= SAFSTOR =

Options for nuclear decommissioning of a shut down plant in the United States

SAFSTOR is a nuclear decommissioning method in which a nuclear power plant or facility governed by the United States Nuclear Regulatory Commission, is "placed and maintained in a condition that allows the facility to be safely stored and subsequently decontaminated (deferred decontamination) to levels that permit release for unrestricted use".

During SAFSTOR the de-fuelled plant is monitored before complete decontamination and dismantling of the site, to a condition where nuclear licensing is no longer required. The decommissioning must be completed within 60 years of the plant ceasing operations.

During the storage interval, some of the radioactive contaminants of the reactor and power plant will decay, which will reduce the quantity of radioactive material to be removed during the final decontamination phase.

==Levels==
Different sub-levels of SAFSTOR are recognized, which vary in the type of activity and monitoring required.

- In "hot/cold standby" the plant is kept in operating condition but not actively delivering power; monitoring and maintenance is similar to that during a long outage. This may be the first step to allow planning of further shutdown and decommissioning.
- In "custodial SAFSTOR" systems such as radiation monitoring and ventilation are kept in operation, along with continuous site security and maintenance.
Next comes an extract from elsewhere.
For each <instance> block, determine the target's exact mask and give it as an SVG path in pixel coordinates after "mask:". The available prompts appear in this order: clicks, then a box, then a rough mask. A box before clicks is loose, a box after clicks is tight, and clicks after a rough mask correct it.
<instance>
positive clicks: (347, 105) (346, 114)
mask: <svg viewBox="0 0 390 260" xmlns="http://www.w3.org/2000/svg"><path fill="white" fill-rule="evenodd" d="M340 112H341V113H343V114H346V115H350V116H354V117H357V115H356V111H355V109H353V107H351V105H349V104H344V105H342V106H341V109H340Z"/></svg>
Minimal initial decontamination is done.
- "Passive SAFSTOR" requires a more thorough initial clean up, but allows only intermittent inspection of the site and shutdown of active systems such as radiation monitoring.
- "Hardened SAFSTOR" prevents intrusion on contaminated parts of the plant by substantial barriers.

All varieties of SAFSTOR require positive action to decontaminate the site at the end of the storage period.

== Alternative options ==
The other options set by the NRC are nuclear decommissioning which is immediate dismantling of the plant and remediation of the site, and nuclear entombment which is the enclosure of contaminated parts of the plant in a permanent layer of concrete. Mixtures of options may be used, for example, immediate removal of steam turbine components and condensers, and SAFSTOR for the more heavily radioactive containment vessel. Since NRC requires decommissioning to be completed within 60 years, ENTOMB is not usually chosen since not all activity will have decayed to an unregulated background level in that time.

Decommissioning options for a retired nuclear plant may be chosen based on availability of decommissioning funds, operation of other reactors at the same site, or availability of waste disposal facilities. In 2004, 11 reactors were planned for DECON and 9 for SAFSTOR. In 2008, 14 shutdown commercial power reactors were planned for or had completed DECON, 11 were in SAFSTOR, 3 were in ENTOMB and Three Mile Island unit 2 was defuelled and will be decontaminated when Unit 1 ceases operation.